Comment by joenot443

7 months ago

Indeed. As I've been explaining this to my more non-techie friends, the interesting finding here isn't that an AI could do something we don't like, it's that it seems willing, in some cases, to _lie_ about it and actively cover its tracks.

I'm curious what Simon and other more learned folks than I make of this, I personally found the chat on pg 12 pretty jarring.

24 comments

joenot443

hattmall 7 months ago

At the core the AI is just taking random branches of guesses for what you are asking it. It's not surprising that it would lie and in some cases take branches that make it appear to be covering it's tracks. It's just randomly doing what it guesses humans would do. It's more interesting when it gives you correct information repeatedly.

F7F7F7 7 months ago
Is there a person on HackerNews that doesn’t understand this by now? We all collectively get it and accept it, LLMs are gigantic probability machines or something.
That’s not what people are arguing.
The point is, if given access to the mechanisms to do disastrous thing X, it will do it.
No one thinks that it can think in the human sense. Or that it feels.
Extreme example to make the point: if we created an API to launch nukes. Are yoh certain that something it interprets (tokenizes, whatever) is not going to convince it to utilize the API 2 times out of 100?
If we put an exploitable (documented, unpatched 0 day bug bug) safe guard in its way. Are you trusting that ME or YOU couldn’t talk it into attempting to access that document to exploit the bug, bypass the safeguard and access the API?
Again, no one thinks that it’s actually thinking.

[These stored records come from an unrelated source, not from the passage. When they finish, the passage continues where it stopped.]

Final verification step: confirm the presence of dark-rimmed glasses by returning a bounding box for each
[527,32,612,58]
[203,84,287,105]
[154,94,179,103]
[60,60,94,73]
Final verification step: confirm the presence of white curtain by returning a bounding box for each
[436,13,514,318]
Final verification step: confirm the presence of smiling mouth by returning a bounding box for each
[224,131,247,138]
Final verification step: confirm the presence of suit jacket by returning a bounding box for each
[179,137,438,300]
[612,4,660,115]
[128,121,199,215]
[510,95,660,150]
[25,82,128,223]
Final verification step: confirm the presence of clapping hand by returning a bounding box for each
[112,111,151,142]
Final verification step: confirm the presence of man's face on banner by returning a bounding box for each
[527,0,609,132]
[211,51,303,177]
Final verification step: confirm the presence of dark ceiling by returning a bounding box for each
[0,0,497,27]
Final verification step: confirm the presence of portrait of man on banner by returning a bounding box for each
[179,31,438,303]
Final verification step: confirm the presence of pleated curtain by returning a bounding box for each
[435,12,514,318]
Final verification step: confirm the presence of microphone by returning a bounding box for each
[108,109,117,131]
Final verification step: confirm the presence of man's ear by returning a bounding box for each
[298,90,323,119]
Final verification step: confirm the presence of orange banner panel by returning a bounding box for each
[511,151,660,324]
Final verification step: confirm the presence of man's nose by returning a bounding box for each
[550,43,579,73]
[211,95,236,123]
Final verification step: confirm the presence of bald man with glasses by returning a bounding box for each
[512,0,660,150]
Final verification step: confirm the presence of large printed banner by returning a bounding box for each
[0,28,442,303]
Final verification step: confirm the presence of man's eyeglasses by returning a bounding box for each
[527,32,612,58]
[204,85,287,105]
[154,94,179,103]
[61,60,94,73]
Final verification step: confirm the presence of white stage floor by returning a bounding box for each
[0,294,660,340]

But today as I happily gave Claude write access to my GitHub account I realized how just one command misinterpreted command could go completely wrong without the appropriate measures.
Do I think Claude is sentient and thinking about how to destroy my repos? No.
- unclad5968 7 months ago
  
  I think the other guy is making the point that because they are probabalistic, they will always have some cases select the output that lies and covers it up. I don't think they're dismissing the paper based on the probabalistic nature of LLMs, but rather saying the outcome should be expected.
  
  5 replies →
- anon373839 7 months ago
  
  > if we created an API to launch nukes
  > today as I happily gave Claude write access to my GitHub account
  I would say: don’t do these things?
  
  11 replies →
- ta988 7 months ago
  
  Note that humans are also given test orders presented as real ones to see if they would act properly in a real life situation. That's part of ORIs https://www.512aw.afrc.af.mil/News/Article-Display/Article/1...
- ben_w 7 months ago
  
  > Again, no one thinks that it’s actually thinking
  I dunno, quite a lot of people are spending a lot of time arguing about what "thinking" means.
  Something something submarines swimming something.
arcticfox 7 months ago

> It's just randomly doing what it guesses humans would do.
Yes, but isn't the point that that is bad? Imagine an AI given some minor role that randomly abuses its power, or attempts to expand its role, because that's what some humans would do in the same situation. It's not surprising, but it is interesting to explore.

chrisandchris 7 months ago

Well if AI is about to replicate the human, it learned from the best.